Classic EDS: Simply a type v collagen deficiency story?


Several reports since the mid 1990s have demonstrated causal mutations in COL5A1 and COL5A2 in Ehlers-Danlos syndrome (EDS) Classic Type. However, the presence of rare type I collagen variants, and the absence of a large consecutive series with fully annotated clinical findings and mutation analysis, has not permitted the same definitive molecular causation for classic EDS as for the Marfan syndrome. Symoens et al. (Hum Mutat 33: 1485–1493, 2012) have now reported what is likely to be a benchmark clinical/molecular series on classic EDS. One hundred twenty-six patients with suspected classic EDS underwent sequence analysis of COL5A1 and COL5A2 and haplo-insufficiency studies of COL5A1, of which 102 patients displayed all three cardinal features of classic EDS: laxity of small and large joints, velvety hyperextensible skin, and widened atrophic scars. Ninety-three patients were found to have evidence of type V collagen mutations, with more than half of these resulting in haploinsufficiency of COL5A1. While 93 of 102 patients with all three major features had evidence of type V collagen deficiency, none of the 24 patients having only two of the major clinical features but lacking fragile skin and atrophic scars did. The latter features might then point to a more specific tissue requirement for type V collagen, whereas the other two features are likely to be more causally heterogeneous, since they are also found in other forms of EDS.

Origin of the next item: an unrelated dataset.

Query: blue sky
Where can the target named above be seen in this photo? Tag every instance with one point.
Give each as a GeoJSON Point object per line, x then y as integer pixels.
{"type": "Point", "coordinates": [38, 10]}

If one were to assume that the presence of all three cardinal features defines the phenotype, then the exon-centric approach used by Symoens et al. has 92% (93/102) sensitivity. The authors argue, with some plausibility, that since their methods do not detect mutations in the promoter region or deep within introns, the undetected mutations lurk there. It is just as likely, however, that undetected type COL5A1 mutations in those regions account only for the 7/102 patients with molecular evidence of COL5A1 haplo-insufficiency but without a detected mutation, and that causal mutations occur elsewhere. The final answer will require a full genome approach, which is now within reach.